Por supuesto que lo entiendo. Ahora todo es plenitud, ya nada está escondido. O al menos las cosas relacionadas conmigo. El pensamiento lo es todo. Todo lo físico se está esfumando, poco a poco, conforme acepto mi condición no material.

—Sí, claro. Tuve un accidente de coche durante el viaje. Morí, pero no lo sabía. Mi espíritu, que se creía vivo, vino aquí como se suponía que debía hacer mi cuerpo.

—Así es. Quisiste aferrarte al mundo real, como tantos otros espíritus hacen.

—Por eso nadie me veía. —La mujer asintió—. El café, el vodka, el bollo, los cigarrillos, la borrachera… todo creado por el poder de mi imaginación y mi voluntad de seguir viva. Pero no era ya de este mundo, y esas alucinaciones monstruosas fueron el modo en que mi alma trataba de decirme que me fuera.

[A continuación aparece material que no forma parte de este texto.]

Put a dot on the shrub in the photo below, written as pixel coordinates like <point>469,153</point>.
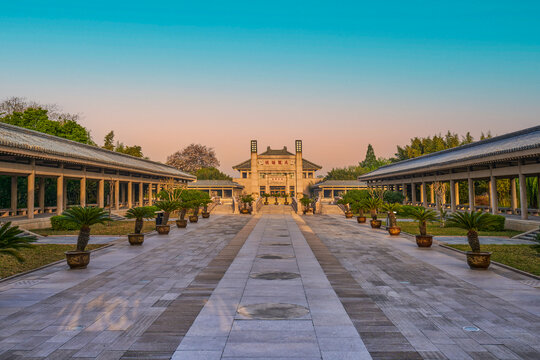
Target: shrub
<point>60,223</point>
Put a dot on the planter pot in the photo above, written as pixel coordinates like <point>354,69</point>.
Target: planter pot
<point>181,223</point>
<point>136,239</point>
<point>163,229</point>
<point>478,260</point>
<point>424,240</point>
<point>376,224</point>
<point>394,230</point>
<point>78,259</point>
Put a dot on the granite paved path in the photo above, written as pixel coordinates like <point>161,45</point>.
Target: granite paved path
<point>429,296</point>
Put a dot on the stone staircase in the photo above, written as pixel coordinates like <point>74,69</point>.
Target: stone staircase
<point>529,235</point>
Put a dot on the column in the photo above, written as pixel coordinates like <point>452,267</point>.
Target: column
<point>513,195</point>
<point>41,199</point>
<point>117,194</point>
<point>471,194</point>
<point>523,197</point>
<point>82,195</point>
<point>31,191</point>
<point>453,184</point>
<point>101,193</point>
<point>493,198</point>
<point>60,194</point>
<point>423,195</point>
<point>14,196</point>
<point>130,194</point>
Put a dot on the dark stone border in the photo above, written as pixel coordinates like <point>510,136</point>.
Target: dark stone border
<point>382,338</point>
<point>161,339</point>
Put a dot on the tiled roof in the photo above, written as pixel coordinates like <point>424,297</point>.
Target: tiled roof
<point>306,165</point>
<point>504,144</point>
<point>41,145</point>
<point>214,183</point>
<point>341,183</point>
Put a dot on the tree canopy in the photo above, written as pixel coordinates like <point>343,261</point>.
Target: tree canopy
<point>193,157</point>
<point>211,173</point>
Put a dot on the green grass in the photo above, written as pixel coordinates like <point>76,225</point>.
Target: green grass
<point>434,229</point>
<point>522,257</point>
<point>110,228</point>
<point>37,256</point>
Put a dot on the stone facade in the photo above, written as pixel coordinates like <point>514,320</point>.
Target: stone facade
<point>277,171</point>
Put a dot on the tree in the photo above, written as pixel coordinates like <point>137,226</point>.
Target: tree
<point>211,173</point>
<point>192,158</point>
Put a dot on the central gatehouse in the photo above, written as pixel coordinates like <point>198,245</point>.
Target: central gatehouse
<point>277,171</point>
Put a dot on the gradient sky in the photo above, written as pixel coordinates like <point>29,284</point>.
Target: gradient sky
<point>338,75</point>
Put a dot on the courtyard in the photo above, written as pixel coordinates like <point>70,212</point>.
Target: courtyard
<point>271,286</point>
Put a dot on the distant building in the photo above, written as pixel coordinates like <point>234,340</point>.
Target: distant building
<point>277,171</point>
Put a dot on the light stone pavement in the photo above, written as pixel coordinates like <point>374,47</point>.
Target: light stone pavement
<point>368,295</point>
<point>431,295</point>
<point>222,332</point>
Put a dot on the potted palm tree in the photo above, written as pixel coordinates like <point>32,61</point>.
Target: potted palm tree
<point>139,214</point>
<point>168,207</point>
<point>373,204</point>
<point>83,218</point>
<point>473,222</point>
<point>11,241</point>
<point>246,200</point>
<point>391,210</point>
<point>423,216</point>
<point>306,203</point>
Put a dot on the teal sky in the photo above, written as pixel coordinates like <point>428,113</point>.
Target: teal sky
<point>338,75</point>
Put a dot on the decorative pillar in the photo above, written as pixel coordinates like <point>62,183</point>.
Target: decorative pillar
<point>117,194</point>
<point>31,191</point>
<point>493,198</point>
<point>471,194</point>
<point>523,196</point>
<point>82,194</point>
<point>41,200</point>
<point>101,193</point>
<point>14,196</point>
<point>60,194</point>
<point>453,195</point>
<point>130,194</point>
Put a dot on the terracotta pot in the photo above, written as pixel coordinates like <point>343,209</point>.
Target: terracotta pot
<point>424,240</point>
<point>181,223</point>
<point>394,230</point>
<point>163,229</point>
<point>376,224</point>
<point>478,260</point>
<point>78,259</point>
<point>136,239</point>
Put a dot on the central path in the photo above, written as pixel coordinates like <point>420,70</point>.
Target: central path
<point>273,302</point>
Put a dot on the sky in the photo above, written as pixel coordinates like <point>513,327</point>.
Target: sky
<point>338,75</point>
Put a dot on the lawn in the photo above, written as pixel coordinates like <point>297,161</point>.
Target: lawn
<point>39,255</point>
<point>434,229</point>
<point>110,228</point>
<point>522,257</point>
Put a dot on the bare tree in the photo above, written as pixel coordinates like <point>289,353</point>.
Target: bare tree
<point>193,157</point>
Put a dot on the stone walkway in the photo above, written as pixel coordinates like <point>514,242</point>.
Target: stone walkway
<point>272,286</point>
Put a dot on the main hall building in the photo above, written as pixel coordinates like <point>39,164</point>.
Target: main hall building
<point>277,171</point>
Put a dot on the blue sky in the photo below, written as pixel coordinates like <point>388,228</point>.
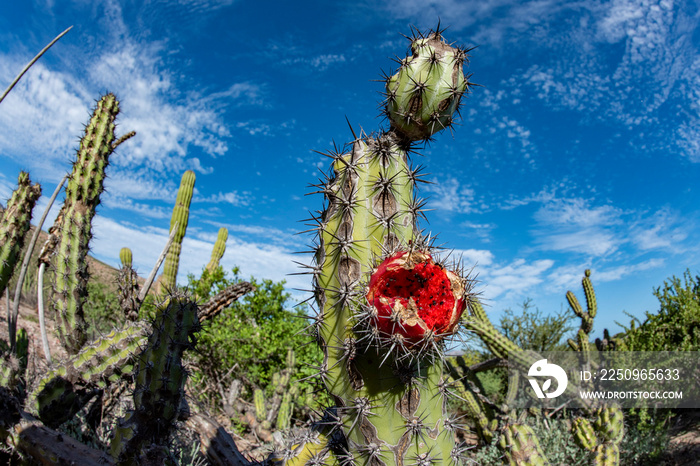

Trataba de expulsarme a través del miedo.

—Lo he visto en más de una ocasión, querida. Es la causa de todos esos fantasmas que aterrorizan a la gente como tú has hecho. Lo hacen porque nos creen a nosotros, los vivos, unos monstruos.

—Y el sacerdote… Quiso ayudarme, por eso no gritaba.

—No podía hacer nada por ti. El problema, como te he dicho, eras tú. Los rezos no sirven en estos casos. Es más cuestión de… psicología.

Gracioso. Quién hubiera pensado que los muertos también necesitaran loqueros.

—Gracias por ayudarme, Clara.

—Va con mi don —sonríe—. Los mediums hacemos mucho más que lo que sale en las películas.

Bien, todo ha quedado solucionado. Me sabe mal esta gente, pero imagino que ahora tendrán mucho de lo que hablar. Igual les va bien de cara al turismo. «El pueblo de la fantasma». Apuesto a que daría para alguna atracción, incluso para un parque temático.

Mientras tanto, yo tengo que iniciar un nuevo viaje, seguir avanzando —esto me recuerda al final de esa famosa serie—. Aunque el destino al que ahora me dirijo es bastante más interesante que un pueblucho de mierda.

¡Oh, vaya! Olvidaba que ahora ya no tiene sentido soltar palabrotas. La costumbre, supongo.

Esperemos que Ahí arriba no les importe.